Need a better explanation on this \b

class String
def titleize
self.gsub(/\b\w/) {|letter| letter.upcase}
end
end

puts “Hello i’m bob”.titleize

Question_1: i’m bit confuse how does the \b thing work? i read the book
on peter cooper it says that it separate non-words from words.Can give a
clearer understanding of this \b and also \w might be good as well.


class String
def titleize1
self.gsub(/(\A|\s)\w/) {|letter| letter.upcase}
end
end

puts “Hello i’m Bob”.titleize1

Question_2: i don’t understand the \A thing as well. and within the
(\A|\s)\w too.

I admit I’m not amazing at regular expressions, but with a bit of help
from rubular.com I think I’ve got a handle on this one. If you haven’t
seen it before, rubular is really helpful for figuring out regular
expressions. It has a key of what the different matchers are, and you
can plug in regular expressions and example strings and it will tell you
what matches.

I’m looking at the descriptions at rubular.com and here’s what I see:

\b Any word boundary
\w Any word character (letter, number, underscore)
\A Start of string
\s Any whitespace character

So your first one is going to match the first word character (letter,
number, underscore) after a “word boundary”. I’d guess a word boundary
is white space, but I’m not 100% sure.

Here’s a rubular example showing that regular expression:

As for the second one, it looks like it’s “start of string or
whitespace, followed by a word character”. Here it is in rubular:

I hope that helps!

<3 Pat

Ronald F. wrote in post #1185011:

Say that your string is

'+., -ABC012_:/,'

It contains one word (ABC012_) and two word boundaries (the one between
‘-’ and ‘A’, and the one between ‘_’ and ‘:’.

This boundaries (i.e. substrings of length zero) are matched by a \b

Each of the word characters (‘A’, …, ‘_’) are matched by a \w

Ok i have used your string ‘+., -ABC012_:/,’ at rubular.com.
The results are as follow:
ABC012_

why did they include the _(underscore) to it? ok i kind of get it when
for the basic \b like if the string contains “Hello my name is bob”
then it will break them into like e.g |Hello| |my| |name| |is| |bob|.

Say that your string is

'+., -ABC012_:/,'

It contains one word (ABC012_) and two word boundaries (the one between
‘-’ and ‘A’, and the one between ‘_’ and ‘:’.

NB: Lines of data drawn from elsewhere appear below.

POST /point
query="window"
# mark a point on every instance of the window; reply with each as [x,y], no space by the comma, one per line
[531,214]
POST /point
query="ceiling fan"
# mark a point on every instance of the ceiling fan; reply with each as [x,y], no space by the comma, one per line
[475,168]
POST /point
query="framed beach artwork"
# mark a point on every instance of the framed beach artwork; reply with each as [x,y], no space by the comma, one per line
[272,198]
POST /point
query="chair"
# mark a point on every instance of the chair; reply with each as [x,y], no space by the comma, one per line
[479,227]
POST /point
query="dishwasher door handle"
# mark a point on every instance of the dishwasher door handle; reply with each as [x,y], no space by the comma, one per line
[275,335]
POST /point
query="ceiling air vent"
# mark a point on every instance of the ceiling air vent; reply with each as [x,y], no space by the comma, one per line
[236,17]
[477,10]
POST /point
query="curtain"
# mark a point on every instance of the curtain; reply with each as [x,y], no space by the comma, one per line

This boundaries (i.e. substrings of length zero) are matched by a \b

Each of the word characters (‘A’, …, ‘_’) are matched by a \w

Suresh Ilankovan wrote in post #1185012:

Ronald F. wrote in post #1185011:
why did they include the _(underscore) to it?

Because it is a word character.

Ronald F. wrote in post #1185016:

Suresh Ilankovan wrote in post #1185012:

Ronald F. wrote in post #1185011:
why did they include the _(underscore) to it?

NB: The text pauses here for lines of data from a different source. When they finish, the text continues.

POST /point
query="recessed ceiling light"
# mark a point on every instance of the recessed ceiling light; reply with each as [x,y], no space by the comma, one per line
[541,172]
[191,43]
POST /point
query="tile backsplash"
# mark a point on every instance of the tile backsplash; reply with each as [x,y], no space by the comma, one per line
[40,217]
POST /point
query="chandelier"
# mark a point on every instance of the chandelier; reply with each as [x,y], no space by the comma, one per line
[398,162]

Because it is a word character.

Ok thanks alot i have last question.

if i did this \b\w and upcase it, to a string called “hello hello”

why is the \w only upcase the first letter of each word?
is it because of gsub? i know \w+ take each word.

What to you mean by “upcase it”? What did you upcase? Please provide a
complete example.

\w+ matches one or more word characters.

Suresh Ilankovan wrote in post #1185024:

Ronald F. wrote in post #1185023:
why question is why did it only upcase the first letter of each word?
since \w is also more than one characters right?

No. As I said in my previous answers:

“Each of the word characters (‘A’, …, ‘_’) are matched by a \w”
(Maybe I should have said more clearly “…matched by ONE \w), and "
… \w+ matches one or more word characters.”

Of course, if you match against \w+, there is - in your example - no
point in using \b.

Please study the documentation about the elements in the Ruby regular
expressions.

Ronald F. wrote in post #1185023:

What to you mean by “upcase it”? What did you upcase? Please provide a
complete example.

\w+ matches one or more word characters.

Say for example i have this method


class String
def titleize
self.gsub(/\b\w/) {|letter| letter.upcase}
end
end

puts “Hello i’m bob”.titleize

so the answer would be “Hello I’M Bob”
why question is why did it only upcase the first letter of each word?
since \w is also more than one characters right?